Introduction
One of the keys to SQL Server performance is ensuring that you have the proper indexes on a table so that any queries written against this table can run efficiently. There are more articles written about designing indexes, choosing columns, etc for optimizing performance, so I will refrain from repeating most of what is written elsewhere. I have included a few resources at the end of this article for this topic.
However once you have built the indexes, there is still work to be done. As your data sets grow over time, SQL Server will continue to rebuild indexes and move data around as efficiently as possible. This happens in a number of ways, but the result is that you may need to perform maintenance on your indexes over time despite all of the automatic tools built into SQL Server. This article will discuss some of the issues with data growth over time as well as a technique to find tables in need of maintenance and how to perform this maintenance.
NOTE: I am including some features of SQL 2000 in this article, but the techniques are still useful in SQL v7. and v6.5 with minor modifications.
What happens over time?
If SQL Server includes auto statistic updating, a query optimizer that can learn to be more efficient with your queries, etc., why do we need to perform maintenance?
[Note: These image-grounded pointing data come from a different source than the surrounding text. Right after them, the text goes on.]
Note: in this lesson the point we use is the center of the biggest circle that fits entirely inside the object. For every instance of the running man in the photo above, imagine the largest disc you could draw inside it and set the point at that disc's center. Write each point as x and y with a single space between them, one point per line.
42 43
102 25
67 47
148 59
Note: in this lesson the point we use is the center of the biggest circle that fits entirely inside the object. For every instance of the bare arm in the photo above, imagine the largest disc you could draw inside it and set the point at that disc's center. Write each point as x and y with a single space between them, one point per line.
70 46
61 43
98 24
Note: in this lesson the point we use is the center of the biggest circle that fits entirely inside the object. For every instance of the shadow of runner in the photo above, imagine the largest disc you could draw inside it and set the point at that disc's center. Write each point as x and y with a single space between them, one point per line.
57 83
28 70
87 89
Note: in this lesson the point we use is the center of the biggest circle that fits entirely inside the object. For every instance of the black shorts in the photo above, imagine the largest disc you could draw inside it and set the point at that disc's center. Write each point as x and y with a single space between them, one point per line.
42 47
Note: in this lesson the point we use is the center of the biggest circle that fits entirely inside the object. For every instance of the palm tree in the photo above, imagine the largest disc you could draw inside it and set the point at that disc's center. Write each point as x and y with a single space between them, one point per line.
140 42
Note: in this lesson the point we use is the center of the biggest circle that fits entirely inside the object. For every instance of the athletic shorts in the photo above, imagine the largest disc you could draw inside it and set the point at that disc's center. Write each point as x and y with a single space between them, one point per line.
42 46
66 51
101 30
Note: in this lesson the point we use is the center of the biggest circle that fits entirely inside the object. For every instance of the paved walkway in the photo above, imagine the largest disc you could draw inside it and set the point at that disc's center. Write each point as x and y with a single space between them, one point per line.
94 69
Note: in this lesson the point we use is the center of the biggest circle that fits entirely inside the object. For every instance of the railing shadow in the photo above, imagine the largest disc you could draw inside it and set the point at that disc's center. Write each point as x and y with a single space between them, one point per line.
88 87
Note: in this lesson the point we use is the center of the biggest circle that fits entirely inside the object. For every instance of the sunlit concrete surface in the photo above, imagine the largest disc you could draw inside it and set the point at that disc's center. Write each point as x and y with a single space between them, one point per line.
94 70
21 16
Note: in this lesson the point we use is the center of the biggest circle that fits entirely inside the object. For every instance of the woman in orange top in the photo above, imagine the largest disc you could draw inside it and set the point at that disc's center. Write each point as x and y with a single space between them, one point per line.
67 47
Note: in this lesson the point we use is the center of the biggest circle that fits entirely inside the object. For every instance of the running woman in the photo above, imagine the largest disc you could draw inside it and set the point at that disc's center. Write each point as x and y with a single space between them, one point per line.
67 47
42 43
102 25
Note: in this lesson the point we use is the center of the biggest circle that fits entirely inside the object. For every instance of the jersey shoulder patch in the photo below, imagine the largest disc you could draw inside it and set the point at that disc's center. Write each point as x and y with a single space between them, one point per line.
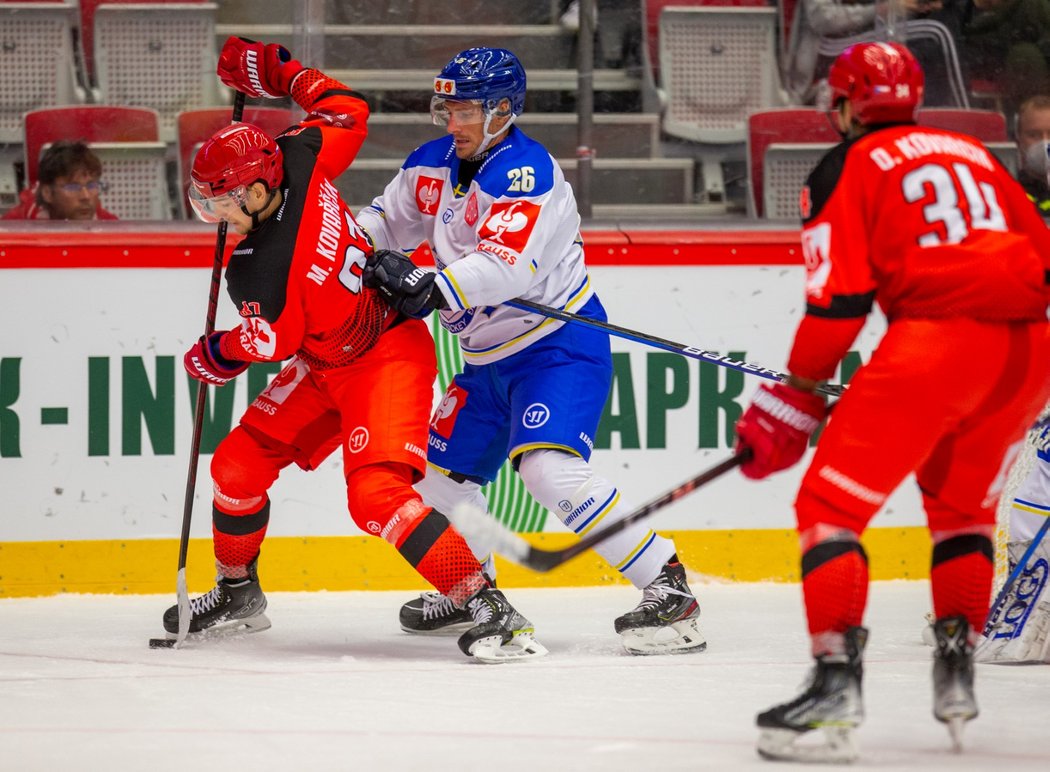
434 153
820 184
518 167
296 142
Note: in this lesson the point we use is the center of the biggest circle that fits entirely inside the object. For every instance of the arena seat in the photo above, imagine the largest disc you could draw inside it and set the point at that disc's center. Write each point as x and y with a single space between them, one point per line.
717 64
127 142
160 56
38 66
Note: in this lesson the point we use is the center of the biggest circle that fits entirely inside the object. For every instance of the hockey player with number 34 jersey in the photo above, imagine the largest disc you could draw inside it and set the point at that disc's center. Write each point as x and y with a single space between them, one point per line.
502 223
930 226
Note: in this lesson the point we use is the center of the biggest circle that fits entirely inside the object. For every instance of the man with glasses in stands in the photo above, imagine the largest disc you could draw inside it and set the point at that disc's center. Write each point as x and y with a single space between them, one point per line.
68 186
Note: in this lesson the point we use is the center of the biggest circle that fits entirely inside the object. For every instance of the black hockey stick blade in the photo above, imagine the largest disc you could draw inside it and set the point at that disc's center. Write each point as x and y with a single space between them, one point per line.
832 390
480 527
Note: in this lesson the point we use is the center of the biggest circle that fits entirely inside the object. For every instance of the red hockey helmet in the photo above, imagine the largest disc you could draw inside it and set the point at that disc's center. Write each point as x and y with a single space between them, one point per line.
228 163
883 83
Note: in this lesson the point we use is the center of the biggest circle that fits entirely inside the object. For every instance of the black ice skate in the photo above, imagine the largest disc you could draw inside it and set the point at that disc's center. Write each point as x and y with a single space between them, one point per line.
831 701
231 605
433 613
500 632
667 619
953 701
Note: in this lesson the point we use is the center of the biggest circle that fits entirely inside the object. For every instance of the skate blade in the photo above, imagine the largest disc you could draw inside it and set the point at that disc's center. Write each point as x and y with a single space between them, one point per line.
457 628
518 648
956 725
233 628
781 745
677 638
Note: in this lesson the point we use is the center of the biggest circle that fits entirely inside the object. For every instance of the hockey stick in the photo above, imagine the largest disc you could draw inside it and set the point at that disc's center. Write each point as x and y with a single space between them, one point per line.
993 621
481 528
833 390
209 327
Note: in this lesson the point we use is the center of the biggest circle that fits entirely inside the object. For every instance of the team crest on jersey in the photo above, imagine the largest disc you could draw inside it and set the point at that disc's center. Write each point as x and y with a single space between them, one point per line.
444 416
257 337
510 224
471 210
284 383
428 193
458 321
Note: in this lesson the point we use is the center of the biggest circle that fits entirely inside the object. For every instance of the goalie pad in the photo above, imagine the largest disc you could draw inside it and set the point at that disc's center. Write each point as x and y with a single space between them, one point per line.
1019 628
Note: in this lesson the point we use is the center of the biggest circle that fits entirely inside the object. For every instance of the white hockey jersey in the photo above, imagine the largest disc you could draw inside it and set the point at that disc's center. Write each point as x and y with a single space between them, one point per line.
513 231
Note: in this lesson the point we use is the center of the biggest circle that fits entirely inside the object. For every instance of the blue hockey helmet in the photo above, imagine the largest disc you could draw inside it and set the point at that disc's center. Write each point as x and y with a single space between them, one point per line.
483 75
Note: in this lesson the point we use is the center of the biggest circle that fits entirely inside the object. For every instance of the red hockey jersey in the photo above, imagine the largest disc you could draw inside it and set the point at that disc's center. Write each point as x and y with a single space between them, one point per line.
926 223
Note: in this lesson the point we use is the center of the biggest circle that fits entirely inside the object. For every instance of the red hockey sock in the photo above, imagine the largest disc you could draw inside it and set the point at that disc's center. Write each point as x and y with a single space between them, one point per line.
442 558
237 539
835 588
961 578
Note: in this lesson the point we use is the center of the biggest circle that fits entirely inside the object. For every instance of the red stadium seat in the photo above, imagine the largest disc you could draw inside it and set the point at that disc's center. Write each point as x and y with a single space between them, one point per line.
195 126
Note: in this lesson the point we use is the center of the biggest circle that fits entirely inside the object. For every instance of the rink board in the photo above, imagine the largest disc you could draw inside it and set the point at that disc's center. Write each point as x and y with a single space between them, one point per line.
96 417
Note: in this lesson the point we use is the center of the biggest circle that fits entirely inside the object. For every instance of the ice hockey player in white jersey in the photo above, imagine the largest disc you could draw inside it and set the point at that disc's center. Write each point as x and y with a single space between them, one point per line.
502 223
1019 627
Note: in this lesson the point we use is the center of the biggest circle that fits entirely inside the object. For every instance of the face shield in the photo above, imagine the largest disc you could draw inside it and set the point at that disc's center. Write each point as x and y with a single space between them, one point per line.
1036 160
217 208
466 112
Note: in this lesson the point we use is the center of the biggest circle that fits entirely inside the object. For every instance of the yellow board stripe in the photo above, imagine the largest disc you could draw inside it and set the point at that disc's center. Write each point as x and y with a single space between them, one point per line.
356 563
642 545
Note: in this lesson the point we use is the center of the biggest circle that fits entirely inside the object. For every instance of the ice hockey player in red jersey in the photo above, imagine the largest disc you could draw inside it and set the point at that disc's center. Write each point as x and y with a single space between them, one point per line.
927 224
360 375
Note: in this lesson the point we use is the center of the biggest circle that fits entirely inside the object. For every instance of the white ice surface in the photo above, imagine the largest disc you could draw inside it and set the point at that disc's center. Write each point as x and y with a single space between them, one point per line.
335 685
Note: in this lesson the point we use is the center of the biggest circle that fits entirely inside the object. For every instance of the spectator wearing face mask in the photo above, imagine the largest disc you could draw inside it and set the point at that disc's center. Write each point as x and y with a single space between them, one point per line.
68 187
1033 150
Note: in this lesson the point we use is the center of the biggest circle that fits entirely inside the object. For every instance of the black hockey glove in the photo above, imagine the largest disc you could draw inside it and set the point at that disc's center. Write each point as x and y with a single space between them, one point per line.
405 287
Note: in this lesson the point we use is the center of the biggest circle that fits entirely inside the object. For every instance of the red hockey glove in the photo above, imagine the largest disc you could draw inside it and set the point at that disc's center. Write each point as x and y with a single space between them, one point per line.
206 363
405 287
258 69
776 428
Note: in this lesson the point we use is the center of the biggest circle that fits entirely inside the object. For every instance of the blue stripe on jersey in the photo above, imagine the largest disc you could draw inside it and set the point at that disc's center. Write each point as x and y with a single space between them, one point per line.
600 512
638 554
518 167
1031 506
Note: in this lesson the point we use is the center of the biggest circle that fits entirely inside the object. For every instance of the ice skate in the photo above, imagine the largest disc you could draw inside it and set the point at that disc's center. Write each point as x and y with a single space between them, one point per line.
953 701
500 632
433 613
831 701
667 619
232 605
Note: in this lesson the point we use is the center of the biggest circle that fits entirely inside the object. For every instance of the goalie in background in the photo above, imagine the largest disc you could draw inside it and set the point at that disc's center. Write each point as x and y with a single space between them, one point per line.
360 378
1019 628
929 225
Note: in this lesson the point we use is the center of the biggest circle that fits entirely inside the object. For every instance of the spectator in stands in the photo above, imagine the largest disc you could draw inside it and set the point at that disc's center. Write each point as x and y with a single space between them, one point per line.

Well, let's examine what happens over time.
When you build an index on a table (let's assume a clustered index), SQL Sever parcels the data across pages and extents. With v7.x and above, extents can be shared between objects (with v6.5 extents contain a single object). As a result, let's assume you create a table with rows that are < of a page in size. If you have 20 rows, then you have 5 pages worth of data. Is your data stored on 5 pages? Only if your FILLFACTOR is 100%. The fillfactor determines how much, percentage wise, your pages are filled. let's assume a FILLFACTOR of 50%, then you would have 10 pages of data allocated to this table. This is getting complicated quickly, but let's examine it a bit more.
If you assume that we expand this example over time, we may grow to 100 pages of data. These (at a minimum) require 7 extents if this object does not share any extents. Each page within the extents links to another page with a pointer. The next page in the chain, however, may not be in the same extent. Therefore as we read the pages, we may need to "switch" to another extent.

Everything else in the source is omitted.